Finally I understand the problem. I'm being very slow today.
The regexp engine is eager as well as greedy, and it's the eagerness that's getting in the way. Once it finds a match it won't look to see if there are any more. Only if it finds more than one match starting from the same position does it need to choose which one to return, and that's when greediness comes into play. It has no reason to keep searching after that (in case there's a loner one to be found further in).
So there's that, and there's the fact that regular expressions can't count.
preg_match_all() came to mind, but I can think of cases where it would fail, due to patterns overlapping.
The following may not be ideal for your purposes. You mention wanting to be able to find the longest, then the next longest, etc. But it will find the longest. That will give you an upper limit on how long matches can be. If it finds a 14-character match, you can see how to then embark on a 13-character match, and so on.
Oh, and (due to eagerness) it finds the first match of the longest possible length.

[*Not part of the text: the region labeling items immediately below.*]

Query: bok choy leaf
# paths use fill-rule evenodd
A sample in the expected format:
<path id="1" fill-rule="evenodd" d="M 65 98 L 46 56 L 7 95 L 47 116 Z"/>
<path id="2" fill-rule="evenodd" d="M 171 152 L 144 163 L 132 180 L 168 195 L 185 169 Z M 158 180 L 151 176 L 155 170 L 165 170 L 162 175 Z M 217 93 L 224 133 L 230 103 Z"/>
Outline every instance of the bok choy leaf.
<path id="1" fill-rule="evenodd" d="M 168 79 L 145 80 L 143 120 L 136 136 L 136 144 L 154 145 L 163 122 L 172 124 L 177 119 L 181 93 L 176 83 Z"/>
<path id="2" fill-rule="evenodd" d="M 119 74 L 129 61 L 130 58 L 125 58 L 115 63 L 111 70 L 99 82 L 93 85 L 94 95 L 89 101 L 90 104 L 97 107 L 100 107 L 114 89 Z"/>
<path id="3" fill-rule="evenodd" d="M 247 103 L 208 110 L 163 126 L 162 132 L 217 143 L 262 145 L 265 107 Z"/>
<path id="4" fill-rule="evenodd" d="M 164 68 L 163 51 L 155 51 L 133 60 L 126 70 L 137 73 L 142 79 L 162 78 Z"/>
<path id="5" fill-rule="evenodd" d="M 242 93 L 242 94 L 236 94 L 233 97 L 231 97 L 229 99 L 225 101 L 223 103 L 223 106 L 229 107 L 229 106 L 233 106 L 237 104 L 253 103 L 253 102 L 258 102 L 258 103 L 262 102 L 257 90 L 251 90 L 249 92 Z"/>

But then, how many matches of the form "e…e" would there be in a typical block of English text?
The text being searched is in $string.
$strlen = strlen($string);
$longest_match='';
$longest_matchlen=0;
for($i=0; $i<$strlen; $i++)
{
if($i+2*$longest_matchlen>$strlen) break;
$maxgap = strlen($string)-$i-2*$longest_matchlen;
if(preg_match('/^.{'.$i.'}(.+).{0,'.$maxgap.'}\\1/s', $string, $match))
{
if($longest_matchlen<strlen($match[1])
{
$longest_matchlen = strlen($match[1]);
$longest_match = $match[1];
}
}
}
The '(.+)' might be expanded to '(.{'.$longest_matchlen.',}.+)' so that one it matches a 5-character dupe, it won't be satisfied until it matches a 6-character dupe. Then the next test on match lengths would not be needed.
That's something to look into, anyway.
So is the possibility of getting creative with lookahead assertions. Oh, and preg_match() has had an offset parameter since 4.3.3. That would allow dropping the ".{$i}" business.